On the other hand perhaps it’s the light. We’re finally in spring and the light is as it was that April evening when you arrived at the back door. It’s clean and sudden and at times it confuses me. Or confuse might be too strong a word — sometimes it distracts me, in the way the luminous words in a poem distract me from the poem’s meaning. The ink on the last few pages of this letter is already fading from exposure to these unpredictable outbreaks of light. The first few pages are still unfaded, those from December. It gives the odd impression of the reverse passing of time.
Meanwhile, I keep looking but I do not get the impression you intend to be found. I have been tracing my eyes around the map of Lithuania, wondering where the bee-keeping farm might have been, where Petras was staying with friends. I am reduced to the wildest suppositions. What do I know about Petras, Lithuania or bees? And yet, this is where my mind has decided you are and my mind is not a thing that is easily changed, as I have often lamented. You are not at the farm itself, bees would trouble you, as do all things in large numbers — no, you have found a spot half a kilometre behind the farm where the pine forest deepens and nobody goes.

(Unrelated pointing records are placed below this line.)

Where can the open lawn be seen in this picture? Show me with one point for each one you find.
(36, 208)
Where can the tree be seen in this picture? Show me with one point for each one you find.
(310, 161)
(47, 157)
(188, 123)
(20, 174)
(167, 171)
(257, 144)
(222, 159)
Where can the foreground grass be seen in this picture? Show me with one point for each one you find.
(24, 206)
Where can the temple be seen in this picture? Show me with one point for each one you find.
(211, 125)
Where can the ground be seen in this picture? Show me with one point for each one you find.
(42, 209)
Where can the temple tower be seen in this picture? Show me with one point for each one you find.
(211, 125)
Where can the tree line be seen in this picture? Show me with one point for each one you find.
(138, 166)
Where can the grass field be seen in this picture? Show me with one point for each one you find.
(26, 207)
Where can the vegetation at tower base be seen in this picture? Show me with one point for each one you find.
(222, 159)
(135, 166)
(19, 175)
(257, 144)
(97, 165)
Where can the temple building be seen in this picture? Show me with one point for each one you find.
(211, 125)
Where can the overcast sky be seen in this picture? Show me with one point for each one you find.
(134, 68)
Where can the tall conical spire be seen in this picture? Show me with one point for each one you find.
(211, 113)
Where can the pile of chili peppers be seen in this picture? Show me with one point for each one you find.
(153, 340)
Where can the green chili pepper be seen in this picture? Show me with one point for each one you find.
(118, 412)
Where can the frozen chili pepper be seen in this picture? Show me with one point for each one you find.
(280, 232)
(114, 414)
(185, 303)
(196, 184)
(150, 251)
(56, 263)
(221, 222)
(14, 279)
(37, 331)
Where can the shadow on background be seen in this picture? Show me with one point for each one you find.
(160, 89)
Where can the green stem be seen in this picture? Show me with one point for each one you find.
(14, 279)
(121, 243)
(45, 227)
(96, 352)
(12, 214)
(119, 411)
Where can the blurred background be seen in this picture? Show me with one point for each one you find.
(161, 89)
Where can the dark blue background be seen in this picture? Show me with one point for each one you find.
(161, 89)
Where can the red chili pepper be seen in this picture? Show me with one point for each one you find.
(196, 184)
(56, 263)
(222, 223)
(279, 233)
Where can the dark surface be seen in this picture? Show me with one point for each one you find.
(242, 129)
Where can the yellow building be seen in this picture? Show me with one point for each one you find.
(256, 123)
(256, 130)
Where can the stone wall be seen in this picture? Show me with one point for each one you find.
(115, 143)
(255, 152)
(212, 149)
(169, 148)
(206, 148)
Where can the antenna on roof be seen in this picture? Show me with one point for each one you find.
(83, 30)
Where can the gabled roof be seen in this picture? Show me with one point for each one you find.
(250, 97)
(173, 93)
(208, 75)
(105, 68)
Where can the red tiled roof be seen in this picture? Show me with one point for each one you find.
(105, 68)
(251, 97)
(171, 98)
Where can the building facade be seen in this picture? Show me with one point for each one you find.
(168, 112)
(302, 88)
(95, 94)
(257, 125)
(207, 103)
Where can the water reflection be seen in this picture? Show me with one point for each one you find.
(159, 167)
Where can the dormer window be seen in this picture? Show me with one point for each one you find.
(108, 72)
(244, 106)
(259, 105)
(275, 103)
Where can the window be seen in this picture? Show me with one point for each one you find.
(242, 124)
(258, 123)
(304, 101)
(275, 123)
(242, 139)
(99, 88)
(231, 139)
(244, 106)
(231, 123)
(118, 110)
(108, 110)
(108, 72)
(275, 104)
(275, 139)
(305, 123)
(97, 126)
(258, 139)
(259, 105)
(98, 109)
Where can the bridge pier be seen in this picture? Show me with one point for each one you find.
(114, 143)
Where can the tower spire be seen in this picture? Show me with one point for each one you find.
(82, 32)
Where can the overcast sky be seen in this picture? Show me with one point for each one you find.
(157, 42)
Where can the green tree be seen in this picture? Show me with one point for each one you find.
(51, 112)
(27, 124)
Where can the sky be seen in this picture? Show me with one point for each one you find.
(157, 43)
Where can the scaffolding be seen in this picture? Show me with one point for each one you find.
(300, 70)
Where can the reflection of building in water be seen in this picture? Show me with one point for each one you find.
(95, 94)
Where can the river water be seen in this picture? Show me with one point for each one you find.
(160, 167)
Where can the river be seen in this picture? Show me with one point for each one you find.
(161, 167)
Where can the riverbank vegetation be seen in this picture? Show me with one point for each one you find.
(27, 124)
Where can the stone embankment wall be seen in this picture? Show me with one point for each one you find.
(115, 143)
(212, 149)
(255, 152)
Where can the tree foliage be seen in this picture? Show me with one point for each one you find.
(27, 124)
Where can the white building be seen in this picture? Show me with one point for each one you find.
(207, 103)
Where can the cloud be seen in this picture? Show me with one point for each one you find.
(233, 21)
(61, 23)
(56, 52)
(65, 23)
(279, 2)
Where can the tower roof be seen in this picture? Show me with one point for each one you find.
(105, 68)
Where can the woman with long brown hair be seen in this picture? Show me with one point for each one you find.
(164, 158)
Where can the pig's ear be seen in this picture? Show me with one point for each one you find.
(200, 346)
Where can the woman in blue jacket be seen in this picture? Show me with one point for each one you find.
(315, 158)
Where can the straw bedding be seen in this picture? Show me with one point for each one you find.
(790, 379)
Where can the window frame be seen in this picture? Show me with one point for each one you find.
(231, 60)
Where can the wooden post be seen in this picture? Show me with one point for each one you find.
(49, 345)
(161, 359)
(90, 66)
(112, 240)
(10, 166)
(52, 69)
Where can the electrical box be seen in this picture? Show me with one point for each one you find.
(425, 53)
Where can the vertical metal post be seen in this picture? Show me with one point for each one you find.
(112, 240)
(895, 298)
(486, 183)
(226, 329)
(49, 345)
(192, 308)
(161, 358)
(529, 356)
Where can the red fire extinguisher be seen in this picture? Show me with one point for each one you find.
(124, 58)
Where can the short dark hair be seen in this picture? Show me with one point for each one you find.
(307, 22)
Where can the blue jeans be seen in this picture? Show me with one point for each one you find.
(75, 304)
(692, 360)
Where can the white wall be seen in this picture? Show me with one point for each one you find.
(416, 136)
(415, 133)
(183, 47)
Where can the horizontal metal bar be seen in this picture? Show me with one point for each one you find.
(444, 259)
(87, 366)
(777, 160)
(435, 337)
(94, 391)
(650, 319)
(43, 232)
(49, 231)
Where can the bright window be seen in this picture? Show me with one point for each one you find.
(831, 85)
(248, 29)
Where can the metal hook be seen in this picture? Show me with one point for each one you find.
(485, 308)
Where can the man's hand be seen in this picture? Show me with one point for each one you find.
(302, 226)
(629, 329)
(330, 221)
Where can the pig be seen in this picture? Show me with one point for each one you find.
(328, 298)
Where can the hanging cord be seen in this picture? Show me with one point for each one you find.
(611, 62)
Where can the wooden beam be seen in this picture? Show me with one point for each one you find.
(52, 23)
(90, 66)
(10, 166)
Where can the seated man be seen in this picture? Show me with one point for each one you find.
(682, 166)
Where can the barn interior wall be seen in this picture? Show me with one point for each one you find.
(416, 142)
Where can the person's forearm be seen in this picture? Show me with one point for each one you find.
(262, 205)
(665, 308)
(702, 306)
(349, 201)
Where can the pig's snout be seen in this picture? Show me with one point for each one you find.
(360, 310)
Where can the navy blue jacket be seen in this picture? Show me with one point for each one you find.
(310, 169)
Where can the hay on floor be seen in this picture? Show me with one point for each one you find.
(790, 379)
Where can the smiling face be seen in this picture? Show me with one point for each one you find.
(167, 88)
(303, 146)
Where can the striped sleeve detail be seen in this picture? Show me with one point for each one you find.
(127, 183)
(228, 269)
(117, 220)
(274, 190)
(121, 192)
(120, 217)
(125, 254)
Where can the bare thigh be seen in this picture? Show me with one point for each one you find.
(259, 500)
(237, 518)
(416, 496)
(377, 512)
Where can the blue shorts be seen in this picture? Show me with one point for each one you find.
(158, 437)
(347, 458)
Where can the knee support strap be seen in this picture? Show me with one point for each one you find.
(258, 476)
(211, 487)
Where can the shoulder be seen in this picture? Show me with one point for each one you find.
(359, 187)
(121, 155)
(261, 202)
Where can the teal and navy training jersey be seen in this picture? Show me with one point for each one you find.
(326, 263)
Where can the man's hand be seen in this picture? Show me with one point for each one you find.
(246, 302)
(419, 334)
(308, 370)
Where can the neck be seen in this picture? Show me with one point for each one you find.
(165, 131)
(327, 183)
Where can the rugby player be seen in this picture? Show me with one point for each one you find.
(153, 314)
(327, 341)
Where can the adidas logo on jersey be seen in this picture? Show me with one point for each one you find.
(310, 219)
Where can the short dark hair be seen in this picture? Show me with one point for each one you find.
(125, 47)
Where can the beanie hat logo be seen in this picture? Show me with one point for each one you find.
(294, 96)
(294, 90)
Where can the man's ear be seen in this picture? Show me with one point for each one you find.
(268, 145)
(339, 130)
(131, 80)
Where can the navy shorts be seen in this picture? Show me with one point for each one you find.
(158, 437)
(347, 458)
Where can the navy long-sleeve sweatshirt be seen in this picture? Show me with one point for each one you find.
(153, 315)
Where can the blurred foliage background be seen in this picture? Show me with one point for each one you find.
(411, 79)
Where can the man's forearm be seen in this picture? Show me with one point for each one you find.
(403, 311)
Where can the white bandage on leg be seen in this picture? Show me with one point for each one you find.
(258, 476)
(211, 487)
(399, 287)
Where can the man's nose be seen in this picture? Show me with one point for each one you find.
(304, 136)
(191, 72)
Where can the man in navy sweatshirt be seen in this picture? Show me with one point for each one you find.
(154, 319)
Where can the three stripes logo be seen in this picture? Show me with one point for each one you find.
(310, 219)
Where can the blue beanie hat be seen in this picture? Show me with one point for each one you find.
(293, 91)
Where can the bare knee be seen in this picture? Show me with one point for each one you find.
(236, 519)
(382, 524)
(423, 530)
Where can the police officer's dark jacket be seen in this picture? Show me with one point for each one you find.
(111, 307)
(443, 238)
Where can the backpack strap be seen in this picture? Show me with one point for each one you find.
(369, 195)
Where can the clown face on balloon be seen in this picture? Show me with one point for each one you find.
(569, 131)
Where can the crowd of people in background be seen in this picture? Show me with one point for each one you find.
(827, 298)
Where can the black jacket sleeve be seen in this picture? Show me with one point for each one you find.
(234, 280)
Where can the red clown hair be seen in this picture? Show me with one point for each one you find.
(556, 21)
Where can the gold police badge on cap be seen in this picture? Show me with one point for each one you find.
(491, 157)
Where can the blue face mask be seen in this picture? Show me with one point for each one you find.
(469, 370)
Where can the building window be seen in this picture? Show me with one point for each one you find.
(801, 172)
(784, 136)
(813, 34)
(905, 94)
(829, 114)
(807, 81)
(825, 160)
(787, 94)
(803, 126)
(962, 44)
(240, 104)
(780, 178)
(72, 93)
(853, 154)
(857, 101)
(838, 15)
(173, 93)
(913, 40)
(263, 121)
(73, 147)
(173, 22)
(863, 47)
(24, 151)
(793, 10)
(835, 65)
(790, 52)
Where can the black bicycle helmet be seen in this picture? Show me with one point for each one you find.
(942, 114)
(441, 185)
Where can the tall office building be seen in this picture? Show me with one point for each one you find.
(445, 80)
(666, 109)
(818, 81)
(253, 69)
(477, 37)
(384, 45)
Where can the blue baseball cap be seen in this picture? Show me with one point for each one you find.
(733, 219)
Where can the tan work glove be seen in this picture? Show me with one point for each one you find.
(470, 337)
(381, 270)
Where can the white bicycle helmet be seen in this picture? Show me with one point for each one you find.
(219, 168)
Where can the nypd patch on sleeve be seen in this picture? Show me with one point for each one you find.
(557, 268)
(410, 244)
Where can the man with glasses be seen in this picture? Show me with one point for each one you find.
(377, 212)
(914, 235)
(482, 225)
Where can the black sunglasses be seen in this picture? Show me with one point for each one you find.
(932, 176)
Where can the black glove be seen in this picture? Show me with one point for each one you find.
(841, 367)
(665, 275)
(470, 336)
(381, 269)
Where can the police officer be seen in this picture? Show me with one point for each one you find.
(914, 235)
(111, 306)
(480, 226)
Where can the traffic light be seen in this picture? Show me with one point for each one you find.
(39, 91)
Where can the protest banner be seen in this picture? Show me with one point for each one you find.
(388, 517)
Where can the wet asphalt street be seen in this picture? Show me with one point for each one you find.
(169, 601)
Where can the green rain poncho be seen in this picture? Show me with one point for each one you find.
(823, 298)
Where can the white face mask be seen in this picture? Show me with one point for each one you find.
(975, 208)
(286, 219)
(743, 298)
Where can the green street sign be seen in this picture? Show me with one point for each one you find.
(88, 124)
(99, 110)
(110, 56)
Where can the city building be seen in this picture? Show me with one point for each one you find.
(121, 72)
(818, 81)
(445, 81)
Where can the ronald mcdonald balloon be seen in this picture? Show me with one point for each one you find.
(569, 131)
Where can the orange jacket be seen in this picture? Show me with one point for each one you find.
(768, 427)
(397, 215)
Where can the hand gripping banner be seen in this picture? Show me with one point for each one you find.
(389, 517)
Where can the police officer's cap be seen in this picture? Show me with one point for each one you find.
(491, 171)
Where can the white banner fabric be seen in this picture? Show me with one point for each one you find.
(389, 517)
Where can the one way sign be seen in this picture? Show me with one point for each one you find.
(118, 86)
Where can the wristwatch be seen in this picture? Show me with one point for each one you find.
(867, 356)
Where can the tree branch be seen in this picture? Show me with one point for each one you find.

There: you amble half desperate through the forest and you see it, a hut. Maybe there is a lake after all. For one short interlude the forest thins and gives way to a lake, but a lake that eases from the shore so gradually that you cannot tell where one ends and the other begins. You stay clear for fear of drowning. Inside the hut are his things, his shoes, his writings, his name doodled repeatedly down the margin, Petras Petras Petras , a childlike fascination with himself. You sit at the table and read his notes, but you can’t read his notes. Too faded, simply illegible.
Then in my mind you come back to the Upanishads, which only serves to remind me of the poverty of my imagination. The Self has four conditions , you read, cupping the sides of your head with your hands. Always, just as this tentative, hypothesised you is about to break into action or do something instructive, she starts reading the Vedas, as if the whole of her life and future is snagged on their wisdom, as if she doesn’t know how to operate any more in the world, how to have agency, how to live in time like the rest of us and suffer the consequences of her actions.